De certa forma eu me senti reconfortado naquele momento. Porém, por pouco tempo, pois tudo o que eu havia vivido até então não passava de uma mentira, de algo inútil, uma busca sem resultados e nem poderia ter! Ela não vai mais voltar!

- Acalme-se papai, ainda há mais a dizer. O Dr. Precisa contar algo importante – disse minha filha tentando acalmar meu descontrole ao perceber que eu jamais veria o amor da minha vida.

- Sim, eu preciso contar algo difícil e preciso que o senhor esteja preparado – disse-me o médico – A lesão cerebral permite que o senhor tenha pequenos momentos de sanidade que duram em média uma semana, às vezes até menos. Isso quer dizer que daqui uma semana o senhor esquecerá toda essa conversa e voltará a pensar que está procurando por sua falecida esposa. Não se lembrará mais da sua filha, muito embora ela venha lhe fazer visitas constantes. O que posso garantir é que o senhor está muito bem cuidado aqui e eu pessoalmente tratarei para que assim continue.

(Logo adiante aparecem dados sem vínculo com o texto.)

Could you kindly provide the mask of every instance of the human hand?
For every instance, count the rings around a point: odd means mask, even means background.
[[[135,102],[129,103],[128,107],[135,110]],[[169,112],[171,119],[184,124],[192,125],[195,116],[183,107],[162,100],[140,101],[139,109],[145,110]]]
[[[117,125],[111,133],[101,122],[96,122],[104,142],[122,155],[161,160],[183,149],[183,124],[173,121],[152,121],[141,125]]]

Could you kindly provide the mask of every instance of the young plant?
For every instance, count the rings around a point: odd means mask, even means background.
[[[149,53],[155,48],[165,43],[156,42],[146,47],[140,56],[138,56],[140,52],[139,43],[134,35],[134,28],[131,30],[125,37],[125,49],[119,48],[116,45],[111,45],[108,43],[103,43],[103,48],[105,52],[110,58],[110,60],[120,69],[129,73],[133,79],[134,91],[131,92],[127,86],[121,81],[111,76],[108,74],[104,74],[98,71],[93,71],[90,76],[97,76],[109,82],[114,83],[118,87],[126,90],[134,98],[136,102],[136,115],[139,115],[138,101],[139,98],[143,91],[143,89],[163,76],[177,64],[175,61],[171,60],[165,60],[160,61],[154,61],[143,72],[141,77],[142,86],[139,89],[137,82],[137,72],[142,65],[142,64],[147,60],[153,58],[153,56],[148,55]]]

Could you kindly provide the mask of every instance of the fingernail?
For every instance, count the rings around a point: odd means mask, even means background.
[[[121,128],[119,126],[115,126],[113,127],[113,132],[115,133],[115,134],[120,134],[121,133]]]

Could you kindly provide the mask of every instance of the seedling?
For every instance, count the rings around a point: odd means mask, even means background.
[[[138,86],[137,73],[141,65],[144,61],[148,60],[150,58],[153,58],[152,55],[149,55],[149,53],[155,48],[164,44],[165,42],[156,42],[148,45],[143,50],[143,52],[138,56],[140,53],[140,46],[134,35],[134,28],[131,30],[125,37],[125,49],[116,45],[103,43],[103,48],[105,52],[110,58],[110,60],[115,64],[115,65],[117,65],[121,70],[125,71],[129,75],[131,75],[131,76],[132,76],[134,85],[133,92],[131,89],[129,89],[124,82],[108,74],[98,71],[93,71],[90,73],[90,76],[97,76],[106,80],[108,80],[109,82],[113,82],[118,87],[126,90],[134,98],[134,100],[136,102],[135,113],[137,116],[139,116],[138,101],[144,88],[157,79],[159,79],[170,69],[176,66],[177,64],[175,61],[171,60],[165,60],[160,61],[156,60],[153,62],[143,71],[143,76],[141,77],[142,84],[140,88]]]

- Então minha filha eu não lembrarei mais de você daqui a alguns dias? Perdão por todo esse sofrimento que eu venho causando mesmo depois da morte da sua mãe. – eu disse

- Papai eu estarei sempre ao seu lado! Por mais que o senhor não me reconheça eu estarei aqui, não sairei do seu lado! O senhor jamais estará sozinho! Terá a mim pelo resto da vida e enquanto eu tiver forças estarei aqui, segurando sua mão quando tivermos, mais uma vez, que te dar essa triste noticia. – disse minha filha, segurando minha cabeça contra seu peito.

Por mais que toda aquela situação tenha me destruído por dentro, por mais que as lagrimas da minha filha estivessem cortando meu coração, por mais que eu soubesse que não me lembraria do rosto dela e que daqui alguns dias seria mais um maluco internado naquele lugar, falando coisas desconexas e sem o menor cabimento, no fundo eu estava feliz.

Sim, feliz!

Pois eu sabia que daqui a uma semana, mais uma vez, ela estaria viva na minha cabeça e a esperança por encontrar o grande amor da minha vida estaria de volta no meu coração. Na minha mente devastada estaria a ideia de que eu me lancei ao mundo para encontrar meu único amor.

Esse sentimento venceu a morte, a loucura, a tristeza, a dor. E mesmo que fosse uma mentira, ao menos na minha cabeça ela continuaria viva e nosso amor jamais se apagaria.